Południową Japonię nawiedziły ulewne deszcze. W wyniku opadów doszło do powodzi i osunięć ziemi. Z powodu gwałtownej aury na wyspie Kiusiu zawieszono kursowanie pociągów.
Poniedziałek przyniósł obfite opady deszczu południowym regionom Japonii. Jak podała stacja NHK, w ciągu ostatniej doby w prefekturze Kumamoto, która położona jest na wyspie Kiusiu, spadło 379,5 litra wody na metr kwadratowy. Według gazety The Japan Times, to rekordowa suma opadów odnotowana w tym regionie.
Obfite opady deszczu doprowadziły do powstania powodzi i osunięć ziemi. Zalane zostały domy i ulice.
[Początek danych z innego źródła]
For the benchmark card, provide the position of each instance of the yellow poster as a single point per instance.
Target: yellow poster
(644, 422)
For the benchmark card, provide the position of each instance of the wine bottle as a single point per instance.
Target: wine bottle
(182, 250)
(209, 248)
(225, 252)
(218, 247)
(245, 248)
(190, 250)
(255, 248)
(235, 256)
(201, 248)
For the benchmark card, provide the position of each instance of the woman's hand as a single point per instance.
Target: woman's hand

Władze zaapelowały w poniedziałek do milionów mieszkańców Kiusi o opuszczenie domów.
Z powodu gwałtownej aury na wyspie Kiusiu zawieszono połączenia pociągów szybkobieżnych.
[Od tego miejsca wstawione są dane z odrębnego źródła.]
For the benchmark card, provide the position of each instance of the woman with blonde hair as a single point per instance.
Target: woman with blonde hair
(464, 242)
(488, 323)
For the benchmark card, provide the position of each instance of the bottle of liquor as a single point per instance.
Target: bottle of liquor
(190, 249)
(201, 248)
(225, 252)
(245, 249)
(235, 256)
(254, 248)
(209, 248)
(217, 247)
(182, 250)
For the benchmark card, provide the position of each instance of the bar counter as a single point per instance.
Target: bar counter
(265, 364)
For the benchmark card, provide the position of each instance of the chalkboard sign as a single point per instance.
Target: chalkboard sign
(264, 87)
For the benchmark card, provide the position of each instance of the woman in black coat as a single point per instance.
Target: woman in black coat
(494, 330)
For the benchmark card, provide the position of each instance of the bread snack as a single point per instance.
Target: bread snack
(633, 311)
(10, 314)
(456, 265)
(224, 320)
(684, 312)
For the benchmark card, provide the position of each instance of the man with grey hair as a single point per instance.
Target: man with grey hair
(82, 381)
Wydano ostrzeżenia najwyższego stopnia
Japońska Agencja Meteorologiczna (JMA) wydała ostrzeżenia najwyższego stopnia przed intensywnymi opadami deszczu dla prefektury Kumamoto. W poniedziałek po południu agencja obniżyła stopień alarmów z najwyższego, piątego, do drugiego i trzeciego.
Według Agencji Zarządzania Pożarami i Katastrofami, ostrzeżenia i zalecenia dotyczące ewakuacji zostały wydane dla ponad trzech milionów mieszkańców południowo-zachodniej części wyspy Kiusiu. Agencja zaleciła mieszkańcom dotkniętych obszarów zachowanie czujności, mimo że poziom zagrożenia został obniżony, ponieważ może dojść do kolejnych osunięć ziemi.
- Padło tak mocno, że przez kilka godzin nic nie widziałem, co znajduje się przed mną - powiedział Kazuhiro Masunaga, mieszkaniec miasta Misato.
Zginęła co najmniej jedna osoba
W mieście Kosa, położonym w prefekturze Kumamoto doszło do osunięcia ziemi. Według gazety The Japan Times, w wyniku tego zdarzenia zginął mężczyzna. Jego żona i dwoje dzieci zostały uratowane.
Jak podała stacja NHK, w niedzielę dwie osoby z miasta Fukuoka, położonego w prefekturze o tej samej nazwie, zostały porwane przez wody powodziowe. Nadal trwają ich poszukiwania.